Basically, emotional resilience is a person's ability to bounce back after a stressful experience and flexibly adapt to the demands of their changing environment.
But how is this resilience developed?
Where Does Resilience Come From?
Researchers agree that resilience comes from:
- Individual traits
- Social support
It used to be that researchers thought that children who faced immense challenges, poor role models, and inconsistent living conditions and developed into well-rounded adults, were somehow miraculous, but "Endangered Childhood in Modern Times" by Emmy Werner finds that resilient children are not unusual but have well-developed social, academic, or creative skills, easy temperaments, high self-esteem, self-discipline, and strong feelings of personal control.
The results of these traits are that these children are able to develop healthy relationships with people who help them adjust to adverse conditions. Studies have found that even one consistently supportive person (aunt, uncle, parent, teacher, and others) in the life of a child at risk, makes all the difference in convincing the child that they can and will beat the odds. Could you be that supportive person? Are you building self-esteem in your own child?

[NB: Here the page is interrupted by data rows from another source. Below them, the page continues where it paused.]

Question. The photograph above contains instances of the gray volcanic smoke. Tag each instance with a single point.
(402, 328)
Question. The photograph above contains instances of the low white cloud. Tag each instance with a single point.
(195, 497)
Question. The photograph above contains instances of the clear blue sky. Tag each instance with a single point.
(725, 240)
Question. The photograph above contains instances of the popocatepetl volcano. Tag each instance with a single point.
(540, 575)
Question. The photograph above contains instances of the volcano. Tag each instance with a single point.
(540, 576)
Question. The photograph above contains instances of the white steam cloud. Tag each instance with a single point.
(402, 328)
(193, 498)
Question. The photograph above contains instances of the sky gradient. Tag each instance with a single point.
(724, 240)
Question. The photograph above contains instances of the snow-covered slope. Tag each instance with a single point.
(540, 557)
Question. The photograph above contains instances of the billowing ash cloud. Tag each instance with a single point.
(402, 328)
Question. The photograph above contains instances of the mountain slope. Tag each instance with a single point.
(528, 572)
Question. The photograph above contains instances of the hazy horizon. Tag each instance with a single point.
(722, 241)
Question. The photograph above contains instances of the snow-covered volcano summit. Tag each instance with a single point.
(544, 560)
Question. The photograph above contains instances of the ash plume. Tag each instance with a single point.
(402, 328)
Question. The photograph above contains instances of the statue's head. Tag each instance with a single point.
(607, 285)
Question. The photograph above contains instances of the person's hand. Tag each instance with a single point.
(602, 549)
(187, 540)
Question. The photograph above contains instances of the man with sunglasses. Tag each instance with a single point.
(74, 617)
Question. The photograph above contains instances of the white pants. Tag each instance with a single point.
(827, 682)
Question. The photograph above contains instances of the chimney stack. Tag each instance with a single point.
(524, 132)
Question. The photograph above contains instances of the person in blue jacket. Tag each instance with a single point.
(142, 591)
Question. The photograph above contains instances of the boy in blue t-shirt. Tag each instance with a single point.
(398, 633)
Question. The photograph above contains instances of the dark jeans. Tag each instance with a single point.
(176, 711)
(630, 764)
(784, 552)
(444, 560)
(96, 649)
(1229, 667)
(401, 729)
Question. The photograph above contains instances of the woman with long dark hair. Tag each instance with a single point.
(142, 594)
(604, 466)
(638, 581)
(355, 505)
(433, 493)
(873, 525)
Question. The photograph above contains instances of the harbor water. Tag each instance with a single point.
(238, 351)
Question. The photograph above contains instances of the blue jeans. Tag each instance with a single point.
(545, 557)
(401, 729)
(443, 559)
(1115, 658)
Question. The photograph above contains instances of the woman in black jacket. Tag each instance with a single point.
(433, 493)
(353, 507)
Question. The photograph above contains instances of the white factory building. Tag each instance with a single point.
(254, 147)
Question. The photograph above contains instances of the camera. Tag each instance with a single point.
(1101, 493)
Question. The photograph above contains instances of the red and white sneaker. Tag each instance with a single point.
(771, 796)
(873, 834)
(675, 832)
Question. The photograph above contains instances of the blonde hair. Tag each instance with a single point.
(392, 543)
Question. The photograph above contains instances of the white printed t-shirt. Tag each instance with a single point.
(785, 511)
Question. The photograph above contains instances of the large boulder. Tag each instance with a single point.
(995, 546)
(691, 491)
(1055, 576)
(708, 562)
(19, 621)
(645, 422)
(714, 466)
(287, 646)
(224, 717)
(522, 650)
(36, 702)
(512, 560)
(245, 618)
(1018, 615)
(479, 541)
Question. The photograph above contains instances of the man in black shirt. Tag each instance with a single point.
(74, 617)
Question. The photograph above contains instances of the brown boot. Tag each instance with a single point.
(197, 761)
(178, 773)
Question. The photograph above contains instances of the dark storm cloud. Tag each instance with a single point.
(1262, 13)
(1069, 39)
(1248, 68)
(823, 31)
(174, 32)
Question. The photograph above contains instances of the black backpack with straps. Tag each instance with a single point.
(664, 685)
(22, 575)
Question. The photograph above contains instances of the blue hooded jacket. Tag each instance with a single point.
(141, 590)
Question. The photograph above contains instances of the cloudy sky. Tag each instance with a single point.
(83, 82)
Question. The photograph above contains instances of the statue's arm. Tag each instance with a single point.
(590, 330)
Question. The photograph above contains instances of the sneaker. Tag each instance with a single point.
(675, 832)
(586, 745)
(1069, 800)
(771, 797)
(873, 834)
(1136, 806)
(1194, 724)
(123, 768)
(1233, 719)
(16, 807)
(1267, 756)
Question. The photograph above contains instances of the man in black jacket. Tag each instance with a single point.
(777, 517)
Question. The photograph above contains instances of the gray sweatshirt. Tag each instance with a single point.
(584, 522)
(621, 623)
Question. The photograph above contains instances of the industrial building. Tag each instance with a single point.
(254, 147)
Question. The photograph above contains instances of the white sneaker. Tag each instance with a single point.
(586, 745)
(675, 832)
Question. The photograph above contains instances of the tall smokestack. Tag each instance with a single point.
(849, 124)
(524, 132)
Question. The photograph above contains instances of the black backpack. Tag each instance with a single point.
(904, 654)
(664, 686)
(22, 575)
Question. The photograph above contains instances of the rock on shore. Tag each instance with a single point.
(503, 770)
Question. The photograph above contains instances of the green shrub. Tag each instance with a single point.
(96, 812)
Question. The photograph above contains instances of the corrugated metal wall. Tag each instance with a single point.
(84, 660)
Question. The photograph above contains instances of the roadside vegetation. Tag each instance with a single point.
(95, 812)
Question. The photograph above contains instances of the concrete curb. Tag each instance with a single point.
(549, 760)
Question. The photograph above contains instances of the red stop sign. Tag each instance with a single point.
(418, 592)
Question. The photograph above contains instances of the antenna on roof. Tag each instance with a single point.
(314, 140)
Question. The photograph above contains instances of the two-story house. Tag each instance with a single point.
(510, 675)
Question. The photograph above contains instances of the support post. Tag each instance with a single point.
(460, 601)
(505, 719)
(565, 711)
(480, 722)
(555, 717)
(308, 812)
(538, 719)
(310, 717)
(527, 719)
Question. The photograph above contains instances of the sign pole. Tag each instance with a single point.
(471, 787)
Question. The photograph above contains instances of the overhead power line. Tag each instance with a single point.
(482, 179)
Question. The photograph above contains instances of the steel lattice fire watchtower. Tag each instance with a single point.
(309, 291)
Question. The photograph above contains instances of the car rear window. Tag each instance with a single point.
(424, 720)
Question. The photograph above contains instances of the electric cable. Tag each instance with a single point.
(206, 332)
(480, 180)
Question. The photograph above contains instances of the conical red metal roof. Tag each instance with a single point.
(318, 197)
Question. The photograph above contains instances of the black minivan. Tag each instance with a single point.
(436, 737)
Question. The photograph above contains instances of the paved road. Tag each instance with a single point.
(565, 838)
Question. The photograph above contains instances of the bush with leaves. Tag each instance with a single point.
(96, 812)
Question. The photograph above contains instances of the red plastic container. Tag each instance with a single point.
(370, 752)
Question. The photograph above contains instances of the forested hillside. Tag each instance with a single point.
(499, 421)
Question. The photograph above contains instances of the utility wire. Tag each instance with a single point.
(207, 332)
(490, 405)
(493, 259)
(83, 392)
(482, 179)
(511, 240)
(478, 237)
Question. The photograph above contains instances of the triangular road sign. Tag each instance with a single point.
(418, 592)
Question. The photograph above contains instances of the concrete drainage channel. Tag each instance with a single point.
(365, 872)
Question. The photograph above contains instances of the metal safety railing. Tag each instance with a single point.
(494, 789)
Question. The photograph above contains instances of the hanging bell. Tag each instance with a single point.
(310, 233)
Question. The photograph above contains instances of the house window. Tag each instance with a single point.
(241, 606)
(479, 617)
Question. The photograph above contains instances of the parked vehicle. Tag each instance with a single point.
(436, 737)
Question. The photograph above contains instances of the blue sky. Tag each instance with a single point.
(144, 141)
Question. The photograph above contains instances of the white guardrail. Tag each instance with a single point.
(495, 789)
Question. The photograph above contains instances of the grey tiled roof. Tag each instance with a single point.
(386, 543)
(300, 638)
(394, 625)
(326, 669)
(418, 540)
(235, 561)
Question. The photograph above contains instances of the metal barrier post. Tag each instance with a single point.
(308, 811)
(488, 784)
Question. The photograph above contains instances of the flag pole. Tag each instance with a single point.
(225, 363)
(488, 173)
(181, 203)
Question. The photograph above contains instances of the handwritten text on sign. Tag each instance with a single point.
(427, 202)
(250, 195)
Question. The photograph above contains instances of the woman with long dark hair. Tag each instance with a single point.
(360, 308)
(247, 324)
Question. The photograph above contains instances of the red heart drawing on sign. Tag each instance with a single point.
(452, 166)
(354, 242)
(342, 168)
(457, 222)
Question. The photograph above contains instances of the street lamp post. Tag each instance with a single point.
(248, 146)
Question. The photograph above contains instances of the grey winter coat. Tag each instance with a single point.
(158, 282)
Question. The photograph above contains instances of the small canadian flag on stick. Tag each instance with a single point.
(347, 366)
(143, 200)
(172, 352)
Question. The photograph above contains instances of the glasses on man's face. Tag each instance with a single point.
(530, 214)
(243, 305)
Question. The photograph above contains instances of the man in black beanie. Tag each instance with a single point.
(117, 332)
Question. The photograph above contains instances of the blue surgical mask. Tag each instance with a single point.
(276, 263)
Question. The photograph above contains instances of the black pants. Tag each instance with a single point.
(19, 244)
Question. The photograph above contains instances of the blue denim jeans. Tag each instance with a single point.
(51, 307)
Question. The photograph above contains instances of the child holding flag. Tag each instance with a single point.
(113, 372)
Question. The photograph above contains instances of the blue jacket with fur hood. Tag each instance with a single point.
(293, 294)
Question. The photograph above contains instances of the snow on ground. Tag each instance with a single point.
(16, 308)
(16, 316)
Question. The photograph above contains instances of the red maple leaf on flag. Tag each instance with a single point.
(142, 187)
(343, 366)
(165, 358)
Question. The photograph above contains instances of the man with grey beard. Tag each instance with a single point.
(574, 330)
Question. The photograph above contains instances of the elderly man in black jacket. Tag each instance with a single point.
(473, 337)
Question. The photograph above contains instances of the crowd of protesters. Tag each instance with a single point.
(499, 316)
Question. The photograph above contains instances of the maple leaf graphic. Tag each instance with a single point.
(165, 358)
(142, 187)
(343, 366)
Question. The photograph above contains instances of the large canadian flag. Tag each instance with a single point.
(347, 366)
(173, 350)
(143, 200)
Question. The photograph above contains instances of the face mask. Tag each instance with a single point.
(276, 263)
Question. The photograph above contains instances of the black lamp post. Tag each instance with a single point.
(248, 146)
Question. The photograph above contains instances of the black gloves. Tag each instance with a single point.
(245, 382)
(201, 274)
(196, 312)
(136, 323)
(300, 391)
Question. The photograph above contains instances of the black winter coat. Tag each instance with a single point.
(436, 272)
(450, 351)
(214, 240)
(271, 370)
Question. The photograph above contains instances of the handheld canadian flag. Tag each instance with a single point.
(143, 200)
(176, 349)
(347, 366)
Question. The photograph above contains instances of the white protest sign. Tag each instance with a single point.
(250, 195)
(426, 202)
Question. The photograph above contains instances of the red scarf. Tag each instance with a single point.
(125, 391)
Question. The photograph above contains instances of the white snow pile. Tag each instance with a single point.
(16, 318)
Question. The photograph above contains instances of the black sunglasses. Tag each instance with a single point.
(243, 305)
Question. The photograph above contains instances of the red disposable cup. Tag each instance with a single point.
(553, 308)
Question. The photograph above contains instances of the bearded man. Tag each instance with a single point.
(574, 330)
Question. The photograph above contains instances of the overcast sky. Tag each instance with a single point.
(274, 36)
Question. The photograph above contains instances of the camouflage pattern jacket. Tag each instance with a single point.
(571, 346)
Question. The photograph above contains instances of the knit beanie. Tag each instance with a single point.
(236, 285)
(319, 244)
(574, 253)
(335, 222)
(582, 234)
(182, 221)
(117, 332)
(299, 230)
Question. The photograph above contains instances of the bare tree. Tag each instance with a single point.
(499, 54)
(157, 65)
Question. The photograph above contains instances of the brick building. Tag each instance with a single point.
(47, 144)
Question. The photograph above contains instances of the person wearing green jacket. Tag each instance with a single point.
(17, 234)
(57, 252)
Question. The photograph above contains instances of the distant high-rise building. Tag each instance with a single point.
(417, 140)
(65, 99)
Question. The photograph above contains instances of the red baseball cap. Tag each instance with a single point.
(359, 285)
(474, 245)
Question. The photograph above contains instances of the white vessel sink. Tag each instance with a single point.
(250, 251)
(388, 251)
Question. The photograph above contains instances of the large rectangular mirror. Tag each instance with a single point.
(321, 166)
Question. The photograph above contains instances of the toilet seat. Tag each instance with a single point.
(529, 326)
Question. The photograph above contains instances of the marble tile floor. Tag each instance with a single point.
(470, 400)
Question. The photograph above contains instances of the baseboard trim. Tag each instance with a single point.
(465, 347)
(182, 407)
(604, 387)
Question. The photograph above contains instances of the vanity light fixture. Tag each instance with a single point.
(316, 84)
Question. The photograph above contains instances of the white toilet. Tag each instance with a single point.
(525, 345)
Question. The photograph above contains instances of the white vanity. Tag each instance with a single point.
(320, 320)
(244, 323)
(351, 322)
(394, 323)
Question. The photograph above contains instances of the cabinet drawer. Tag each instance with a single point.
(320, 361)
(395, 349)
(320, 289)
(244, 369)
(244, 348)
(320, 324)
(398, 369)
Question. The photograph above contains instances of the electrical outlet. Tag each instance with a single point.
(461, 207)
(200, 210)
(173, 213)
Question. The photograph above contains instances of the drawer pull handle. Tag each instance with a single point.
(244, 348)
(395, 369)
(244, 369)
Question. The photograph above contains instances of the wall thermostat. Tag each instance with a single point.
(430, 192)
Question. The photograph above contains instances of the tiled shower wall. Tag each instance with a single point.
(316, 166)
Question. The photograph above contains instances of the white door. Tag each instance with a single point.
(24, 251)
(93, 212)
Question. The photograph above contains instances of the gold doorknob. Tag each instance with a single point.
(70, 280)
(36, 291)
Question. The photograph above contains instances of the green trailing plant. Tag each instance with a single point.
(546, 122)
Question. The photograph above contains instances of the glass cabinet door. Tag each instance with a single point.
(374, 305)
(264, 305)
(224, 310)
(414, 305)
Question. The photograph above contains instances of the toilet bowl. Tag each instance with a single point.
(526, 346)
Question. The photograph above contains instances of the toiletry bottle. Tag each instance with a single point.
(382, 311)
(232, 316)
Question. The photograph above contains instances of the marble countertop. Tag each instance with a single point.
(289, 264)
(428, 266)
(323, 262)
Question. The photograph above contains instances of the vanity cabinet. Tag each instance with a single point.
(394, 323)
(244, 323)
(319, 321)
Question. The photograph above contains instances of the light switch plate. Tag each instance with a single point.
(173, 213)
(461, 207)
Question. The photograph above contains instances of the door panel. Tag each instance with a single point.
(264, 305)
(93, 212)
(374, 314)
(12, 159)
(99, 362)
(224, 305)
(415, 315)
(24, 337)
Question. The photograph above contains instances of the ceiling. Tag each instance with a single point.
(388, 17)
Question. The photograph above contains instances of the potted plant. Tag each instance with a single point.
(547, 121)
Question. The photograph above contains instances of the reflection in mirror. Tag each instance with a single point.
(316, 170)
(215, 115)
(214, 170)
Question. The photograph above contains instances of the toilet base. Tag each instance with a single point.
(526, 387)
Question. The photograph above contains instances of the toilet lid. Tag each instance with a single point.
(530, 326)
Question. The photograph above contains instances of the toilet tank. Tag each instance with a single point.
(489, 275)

Fortunately, the new Positive Psychology movement is pressing to find ways to intervene with at-risk children and adults at an early stage, rather than just focusing on trying to fix psychological problems after they develop.
Hardy adults easily develop resiliency and seem to hold certain traits in common: They are people who view themselves as choosing to live challenging lives, appraising stressful situations as opportunities to enhance their life, and reappraising negative situations as positive ones. If we want to develop resilient traits, we can work on the following:
Hardy people are committed to their families, jobs, communities, or other groups or activities that give their life meaning. What are you committed to?
Hardy people have a sense of control over their lives. For instance, they feel that they have access to needed information and they are capable of making informed decisions related to their life demands. There is no doubt that abundant information about various life choices and the consequences of them, exist prolifically. Are you taking advantage of this information to make good choices? Or, do you just give up and let life lead you where it may?
Hardy people view daily life demands as challenges rather than threats. When you encounter a bump in the road, do you simply complain or do you use problem-focused coping skills and seek the appropriate kind of social support? See: How to Cope with Stressful Situations.
As noted above with the resilient children who remained mentally healthy despite overwhelming odds, social support had the greatest influence in their becoming well-adjusted adults. What sort of support are you seeking out in times of stress? To develop resiliency, we don't need the kind of friends or family who simply listen to our problems and sympathize; we need the kind of support from people who believe that we can overcome our potential problem, who can perhaps convince us that it really isn't a problem but an opportunity, and who firmly believe that we will succeed. See: How Social Support Determines our Ability to Cope with Stress.
Benefits of Resilience
Resiliency has been found to be the single most effective factor in our ability to cope with stress. Researchers have found that resiliency is linked to lower levels of anxiety, active coping styles, decreased caregiver burden, reduced vulnerability to depression, better adaptation of professional women to multiple-role stress, greater spiritual well-being, and fewer negative health outcomes during periods of extended stress.
Even if we didn't have that consistent, positive role model when growing up and had to confront catastrophic or chronic stress, we can improve our resiliency by emulating the traits explained above.